/edf-invoice-scrape

A way to download edf invoices. specially useful when you have several and you need the PDF for your accountant.

Primary LanguageJavaScriptGNU Affero General Public License v3.0AGPL-3.0

edf-invoice-scrape

A way to download edf invoices. specially useful when you have several and you need the PDF for your accountant.

installation instructions

Download the git repo. Install npm and install node. Move the the root of folder where this readme file is. npm -y init and install dependencies npm i pupeteer . for some reason npm i dotenv is not needed? might be that it is included in default node init or pupeteer

create a file called .env and put

email=[your@email.log]

password=[yourPassword]

confirm you are connected to the internet. Run: npm run test

Literature review

What I would like to have.

a simple interface that will automatically open a browser. Invite you to log in on said page for example: https://edfenergy.com/myaccount/login and it will then go through all the accounts and download the latest invoice on your account.

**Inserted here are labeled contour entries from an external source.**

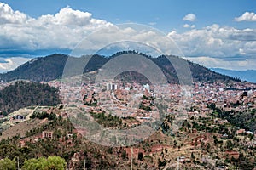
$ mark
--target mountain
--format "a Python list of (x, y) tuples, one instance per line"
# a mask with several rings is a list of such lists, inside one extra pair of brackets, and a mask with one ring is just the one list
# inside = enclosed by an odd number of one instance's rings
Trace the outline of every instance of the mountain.
[(241, 80), (256, 82), (256, 70), (232, 71), (220, 68), (211, 68), (211, 70), (220, 74), (240, 78)]
[[(134, 51), (123, 51), (119, 52), (110, 57), (104, 57), (101, 55), (93, 55), (89, 60), (86, 67), (84, 70), (84, 73), (96, 71), (106, 64), (109, 60), (117, 57), (123, 54), (137, 54), (144, 57), (148, 58), (154, 62), (163, 71), (169, 82), (178, 82), (178, 78), (174, 67), (172, 65), (168, 59), (162, 55), (157, 58), (151, 58), (143, 54), (138, 54)], [(183, 60), (176, 56), (170, 56), (177, 60)], [(63, 69), (67, 60), (69, 60), (71, 64), (72, 73), (70, 76), (80, 74), (78, 68), (81, 65), (85, 65), (88, 61), (88, 57), (82, 56), (80, 58), (69, 57), (65, 54), (55, 54), (46, 57), (41, 57), (32, 61), (28, 61), (18, 68), (10, 71), (7, 73), (0, 74), (0, 80), (3, 82), (9, 82), (16, 79), (26, 79), (35, 82), (47, 82), (61, 77)], [(240, 81), (237, 78), (233, 78), (228, 76), (221, 75), (215, 71), (212, 71), (202, 65), (188, 61), (193, 76), (194, 82), (229, 82), (229, 81)], [(191, 82), (191, 81), (190, 81)]]
[(0, 79), (3, 82), (17, 79), (35, 82), (54, 80), (61, 76), (67, 58), (67, 55), (60, 54), (37, 58), (13, 71), (0, 74)]
[(20, 81), (0, 90), (0, 108), (3, 115), (30, 105), (56, 105), (61, 102), (57, 88), (39, 82)]

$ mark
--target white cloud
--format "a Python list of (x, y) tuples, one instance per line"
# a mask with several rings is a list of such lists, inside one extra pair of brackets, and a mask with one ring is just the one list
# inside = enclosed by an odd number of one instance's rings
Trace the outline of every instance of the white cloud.
[(196, 16), (194, 14), (188, 14), (186, 16), (183, 17), (183, 20), (189, 20), (189, 21), (195, 21), (196, 20)]
[[(193, 29), (183, 33), (168, 34), (187, 56), (207, 55), (232, 57), (255, 56), (256, 30), (239, 30), (212, 25), (202, 29)], [(253, 47), (254, 46), (254, 47)], [(241, 53), (242, 49), (242, 53)]]
[(245, 60), (224, 60), (222, 59), (212, 58), (208, 56), (187, 57), (186, 59), (208, 68), (245, 71), (255, 70), (256, 67), (256, 59), (248, 59)]
[(183, 27), (184, 27), (184, 28), (189, 28), (189, 27), (190, 27), (190, 25), (189, 25), (189, 24), (184, 24), (184, 25), (183, 25)]
[(31, 18), (0, 3), (0, 47), (38, 50), (73, 48), (81, 39), (95, 30), (112, 25), (92, 17), (88, 12), (69, 7), (57, 14)]
[[(6, 72), (8, 71), (15, 69), (23, 63), (29, 61), (31, 59), (23, 57), (10, 57), (10, 58), (0, 58), (0, 72)], [(4, 62), (3, 62), (4, 61)]]
[[(193, 14), (183, 18), (183, 20), (189, 21), (195, 20), (196, 16)], [(167, 35), (158, 34), (139, 26), (137, 29), (114, 26), (104, 20), (93, 18), (90, 13), (73, 10), (69, 7), (61, 9), (55, 14), (32, 18), (0, 3), (0, 52), (73, 49), (87, 37), (83, 48), (85, 47), (84, 50), (86, 48), (88, 51), (100, 49), (104, 44), (113, 42), (132, 40), (151, 45), (164, 54), (182, 55), (176, 42), (186, 56), (211, 56), (207, 60), (198, 58), (198, 62), (204, 61), (206, 65), (215, 63), (216, 67), (218, 65), (233, 65), (239, 69), (246, 68), (247, 64), (251, 67), (255, 66), (256, 29), (236, 29), (217, 24), (201, 29), (195, 29), (195, 25), (189, 24), (183, 26), (192, 29), (183, 33), (172, 31)], [(93, 35), (90, 34), (99, 28), (104, 29)], [(229, 65), (226, 58), (234, 56), (240, 57), (239, 61), (234, 59), (234, 62), (239, 63)], [(17, 60), (20, 62), (15, 61), (14, 57), (8, 63), (0, 63), (0, 70), (8, 71), (15, 67), (15, 63), (18, 65), (25, 62), (23, 59)], [(195, 60), (196, 57), (191, 60)], [(211, 62), (210, 60), (213, 60)], [(221, 64), (222, 61), (225, 65)]]
[(26, 20), (28, 17), (26, 14), (20, 11), (13, 11), (8, 4), (0, 2), (0, 25), (21, 24)]
[(183, 27), (184, 28), (195, 28), (195, 25), (189, 25), (189, 24), (184, 24), (183, 25)]
[(237, 22), (241, 21), (256, 21), (256, 14), (245, 12), (241, 16), (236, 17), (235, 20)]

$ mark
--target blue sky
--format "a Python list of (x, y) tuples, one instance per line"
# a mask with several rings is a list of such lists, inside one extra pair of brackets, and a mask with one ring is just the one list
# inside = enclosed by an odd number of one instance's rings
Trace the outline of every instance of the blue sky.
[(154, 26), (163, 31), (172, 29), (183, 31), (184, 21), (181, 19), (189, 13), (198, 16), (198, 27), (216, 23), (237, 28), (256, 27), (255, 23), (233, 20), (244, 12), (256, 11), (256, 1), (253, 0), (2, 0), (2, 3), (36, 18), (43, 14), (55, 14), (62, 8), (70, 6), (112, 23), (155, 23)]
[(160, 30), (207, 67), (256, 68), (253, 0), (0, 2), (0, 71), (36, 56), (69, 54), (96, 28), (127, 22)]

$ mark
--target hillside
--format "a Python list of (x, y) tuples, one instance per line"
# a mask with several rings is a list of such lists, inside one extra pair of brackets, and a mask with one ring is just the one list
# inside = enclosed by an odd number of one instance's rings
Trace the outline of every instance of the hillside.
[(55, 54), (28, 61), (7, 73), (0, 74), (0, 79), (9, 82), (25, 79), (35, 82), (50, 81), (61, 76), (67, 55)]
[(211, 68), (212, 71), (219, 72), (220, 74), (227, 75), (229, 76), (238, 77), (241, 80), (256, 82), (256, 71), (232, 71), (220, 68)]
[[(84, 68), (84, 73), (89, 72), (91, 71), (96, 71), (101, 68), (105, 63), (109, 60), (122, 54), (132, 54), (137, 53), (134, 51), (125, 51), (119, 52), (108, 58), (101, 56), (101, 55), (93, 55), (93, 57), (89, 61), (88, 65)], [(170, 64), (170, 61), (166, 59), (166, 56), (159, 56), (158, 58), (151, 58), (143, 54), (139, 54), (143, 56), (149, 58), (154, 61), (164, 72), (167, 77), (169, 82), (178, 82), (177, 76), (173, 66)], [(176, 56), (177, 60), (183, 60)], [(36, 82), (48, 82), (61, 77), (63, 69), (65, 67), (66, 61), (68, 56), (64, 54), (53, 54), (43, 58), (38, 58), (32, 61), (25, 63), (24, 65), (19, 66), (17, 69), (11, 71), (9, 72), (0, 74), (0, 80), (3, 82), (9, 82), (16, 79), (26, 79), (30, 81)], [(79, 73), (77, 68), (79, 68), (79, 65), (84, 65), (84, 57), (74, 58), (71, 57), (73, 75)], [(192, 76), (194, 82), (229, 82), (229, 81), (240, 81), (237, 78), (233, 78), (228, 76), (221, 75), (219, 73), (214, 72), (202, 65), (192, 63), (189, 61), (190, 70), (192, 72)]]
[[(0, 141), (0, 159), (12, 160), (19, 156), (23, 166), (27, 159), (58, 156), (65, 159), (71, 169), (84, 168), (84, 160), (87, 169), (130, 169), (131, 166), (133, 169), (176, 169), (177, 157), (180, 157), (181, 169), (218, 169), (222, 166), (229, 169), (253, 169), (255, 167), (255, 148), (245, 147), (253, 141), (251, 136), (236, 135), (236, 127), (230, 123), (219, 124), (211, 115), (188, 117), (174, 135), (170, 135), (168, 131), (175, 116), (169, 116), (148, 139), (132, 146), (107, 147), (83, 138), (69, 120), (61, 116), (66, 112), (64, 109), (53, 107), (41, 112), (57, 116), (52, 120), (32, 116), (26, 123), (16, 124), (3, 132), (6, 139)], [(43, 120), (46, 122), (38, 123)], [(38, 126), (33, 127), (37, 122)], [(20, 128), (27, 129), (25, 135), (8, 134), (10, 130)], [(53, 139), (43, 138), (43, 132), (52, 132)], [(228, 138), (223, 138), (223, 134), (228, 134)]]
[(58, 89), (39, 82), (16, 82), (0, 91), (3, 115), (30, 105), (55, 105), (61, 103)]

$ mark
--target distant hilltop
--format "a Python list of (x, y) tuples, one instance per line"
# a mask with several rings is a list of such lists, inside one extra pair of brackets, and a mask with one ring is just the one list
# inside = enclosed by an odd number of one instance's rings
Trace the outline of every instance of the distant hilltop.
[[(123, 54), (137, 54), (148, 58), (161, 69), (168, 82), (178, 83), (176, 71), (165, 55), (152, 58), (147, 54), (135, 51), (118, 52), (108, 57), (95, 54), (91, 57), (88, 65), (84, 68), (84, 73), (97, 71), (108, 60)], [(61, 54), (55, 54), (46, 57), (34, 59), (20, 65), (13, 71), (0, 74), (0, 80), (2, 82), (9, 82), (17, 79), (23, 79), (33, 82), (49, 82), (61, 78), (63, 69), (68, 57), (70, 56)], [(183, 60), (177, 56), (170, 57)], [(69, 60), (73, 62), (73, 67), (74, 68), (74, 72), (76, 72), (76, 65), (83, 65), (84, 63), (84, 56), (80, 58), (70, 57)], [(190, 61), (188, 61), (188, 63), (190, 67), (194, 82), (241, 82), (238, 78), (217, 73), (198, 64), (195, 64)]]

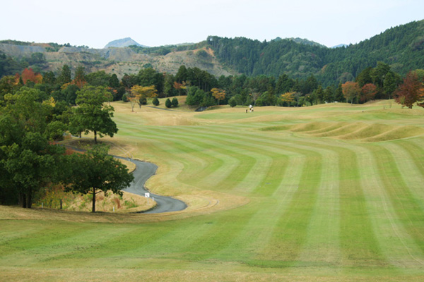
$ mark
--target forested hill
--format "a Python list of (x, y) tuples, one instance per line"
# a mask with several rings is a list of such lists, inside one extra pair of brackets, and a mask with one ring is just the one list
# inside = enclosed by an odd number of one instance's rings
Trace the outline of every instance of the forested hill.
[(277, 39), (261, 42), (243, 37), (210, 36), (207, 44), (218, 60), (247, 75), (293, 78), (314, 75), (324, 85), (345, 82), (362, 70), (384, 62), (405, 74), (424, 68), (424, 20), (392, 27), (346, 47), (335, 49)]

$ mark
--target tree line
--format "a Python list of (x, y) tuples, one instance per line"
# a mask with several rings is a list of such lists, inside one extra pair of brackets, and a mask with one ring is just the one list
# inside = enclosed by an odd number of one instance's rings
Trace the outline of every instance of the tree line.
[(122, 194), (133, 176), (104, 146), (71, 154), (57, 143), (66, 131), (92, 132), (95, 143), (98, 135), (113, 137), (117, 133), (113, 108), (106, 103), (110, 95), (106, 87), (81, 85), (76, 92), (78, 106), (70, 107), (30, 80), (20, 85), (22, 79), (13, 77), (12, 82), (5, 78), (11, 84), (1, 88), (7, 93), (0, 101), (0, 204), (30, 208), (35, 195), (60, 183), (66, 190), (91, 194), (94, 212), (96, 194)]

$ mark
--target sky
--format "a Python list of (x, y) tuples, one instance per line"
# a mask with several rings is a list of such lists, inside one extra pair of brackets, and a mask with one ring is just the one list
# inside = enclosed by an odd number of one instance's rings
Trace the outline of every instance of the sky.
[(103, 48), (131, 37), (149, 47), (208, 35), (300, 37), (355, 44), (424, 19), (423, 0), (20, 0), (1, 4), (0, 39)]

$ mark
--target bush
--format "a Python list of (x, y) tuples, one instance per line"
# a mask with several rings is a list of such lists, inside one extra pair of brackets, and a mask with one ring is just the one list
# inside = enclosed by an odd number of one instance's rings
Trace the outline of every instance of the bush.
[(170, 98), (167, 99), (165, 102), (165, 106), (167, 108), (170, 108), (171, 106), (172, 106), (172, 103), (171, 102), (171, 100), (170, 100)]
[(141, 97), (139, 104), (141, 105), (147, 105), (147, 99), (146, 97)]
[(172, 102), (171, 102), (171, 104), (172, 104), (173, 107), (177, 107), (178, 106), (178, 99), (174, 97), (172, 99)]

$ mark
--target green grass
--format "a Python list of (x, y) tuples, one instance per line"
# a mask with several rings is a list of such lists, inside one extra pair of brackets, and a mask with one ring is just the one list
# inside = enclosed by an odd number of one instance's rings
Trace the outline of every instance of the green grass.
[[(0, 280), (422, 281), (424, 111), (382, 108), (122, 110), (112, 141), (159, 165), (148, 186), (217, 209), (96, 222), (1, 208)], [(166, 114), (195, 125), (154, 125)]]

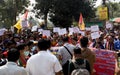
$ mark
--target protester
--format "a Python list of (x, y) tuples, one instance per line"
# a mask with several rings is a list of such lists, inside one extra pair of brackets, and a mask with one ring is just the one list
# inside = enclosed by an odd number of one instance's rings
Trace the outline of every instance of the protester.
[(80, 46), (81, 46), (81, 51), (82, 51), (82, 54), (81, 54), (81, 57), (83, 59), (87, 59), (88, 62), (90, 63), (90, 73), (92, 74), (93, 73), (93, 70), (94, 70), (94, 63), (95, 63), (95, 60), (96, 60), (96, 56), (95, 56), (95, 53), (88, 48), (88, 38), (83, 36), (81, 39), (80, 39)]
[[(74, 49), (73, 59), (69, 60), (68, 75), (71, 75), (71, 73), (75, 69), (86, 69), (88, 71), (88, 74), (90, 74), (90, 64), (86, 59), (83, 59), (81, 57), (81, 49), (79, 47), (76, 47)], [(82, 75), (82, 72), (81, 72), (81, 75)]]
[(26, 53), (25, 53), (25, 44), (19, 44), (17, 46), (17, 49), (20, 51), (20, 58), (18, 60), (18, 65), (26, 67), (27, 59), (26, 59)]
[(16, 62), (20, 57), (20, 52), (17, 49), (8, 51), (8, 63), (0, 67), (0, 75), (27, 75), (24, 68), (17, 66)]
[(68, 43), (69, 42), (68, 36), (63, 37), (63, 42), (64, 42), (64, 45), (62, 47), (60, 47), (60, 49), (58, 50), (58, 54), (60, 55), (59, 57), (62, 60), (63, 73), (64, 73), (64, 75), (67, 75), (68, 74), (68, 71), (67, 71), (68, 66), (66, 63), (69, 59), (72, 58), (73, 49), (75, 48), (75, 46)]
[(0, 49), (0, 66), (3, 66), (7, 63), (6, 59), (3, 59), (2, 49)]
[(47, 51), (48, 41), (41, 39), (38, 42), (39, 52), (27, 61), (27, 72), (29, 75), (60, 75), (62, 67), (58, 59)]

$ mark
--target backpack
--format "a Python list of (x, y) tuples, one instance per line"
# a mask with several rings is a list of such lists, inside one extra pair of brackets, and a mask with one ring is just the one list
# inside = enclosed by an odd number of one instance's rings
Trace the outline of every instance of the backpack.
[(89, 71), (85, 69), (86, 67), (86, 60), (84, 60), (84, 64), (78, 65), (73, 62), (75, 69), (71, 72), (71, 75), (90, 75)]

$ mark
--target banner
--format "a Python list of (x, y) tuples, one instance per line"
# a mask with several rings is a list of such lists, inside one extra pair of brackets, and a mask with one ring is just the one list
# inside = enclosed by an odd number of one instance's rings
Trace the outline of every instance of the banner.
[(115, 74), (115, 52), (110, 50), (93, 50), (96, 54), (94, 68), (96, 75), (114, 75)]
[(84, 24), (83, 16), (81, 13), (80, 13), (78, 27), (80, 28), (80, 30), (85, 30), (85, 24)]
[(108, 20), (108, 8), (107, 7), (99, 7), (98, 15), (100, 20)]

This could be an easy way for residents to request block owner about their enviormental impact: https://fixmyblock.org/category/letters/

Things to take into account.

  • Login in: First cookies, adjust <button id="onetrust-pc-btn-handler">Choose which cookies to accept or reject</button> and then <button class="save-preference-btn-handler onetrust-close-btn-handler" tabindex="0">Confirm My Choices</button>. log in: <input name="email" aria-describedby="emailaddress-error-message" maskplaceholder="" type="text" placeholder="example@domain.com" role="textbox" id="Email address" class="sc-eYqbKq ffmpbs"> & <input id="Password" aria-describedby="password-error-message" type="password" placeholder="password" name="password" role="textbox" class="sc-kLgwYS kCTZdM"> probably works with pressing enter at this point. But extra points to "remember me" <input type="checkbox" name="rememberMe" aria-label="Remember me" class="sc-leZKAP kohlqK"> and/or <button type="submit" aria-label="Log in" class="sc-bqWyeZ dErQNR" style="margin-top: 56px;"><div class="sc-ksBlXE ignHmI">Log in</div></button>

  • the list of accounts comes form the https://edfenergy.com/myaccount/ page the item of interest is <button id="[A-AccountNumber]" type="button" class="sc-jSVask sJJJZ sc-gKPSgB eaBpLt">(...)</button> at the bottom of the page there is <button type="button" style="width: 48px; height: 48px; padding: 0px;" aria-label="Next page" class="sc-bqWyeZ etxDZY"><div class="sc-ksBlXE ignHmI"></button> which will check the next page. use the aria-label next page until it is disabled. or if the length of the rows is less than 10. NEW RULE: IF ARIA EXISTS USE ARIA TO CONFORM WITH ACCESABILITY! -After you access the account you go to a page https://edfenergy.com/myaccount/accounts/[A-Account number] which has an <a id="Payments and invoices-icon-electricity"> or better yet directly to https://edfenergy.com/myaccount/accounts/${account}/bills-and-payments.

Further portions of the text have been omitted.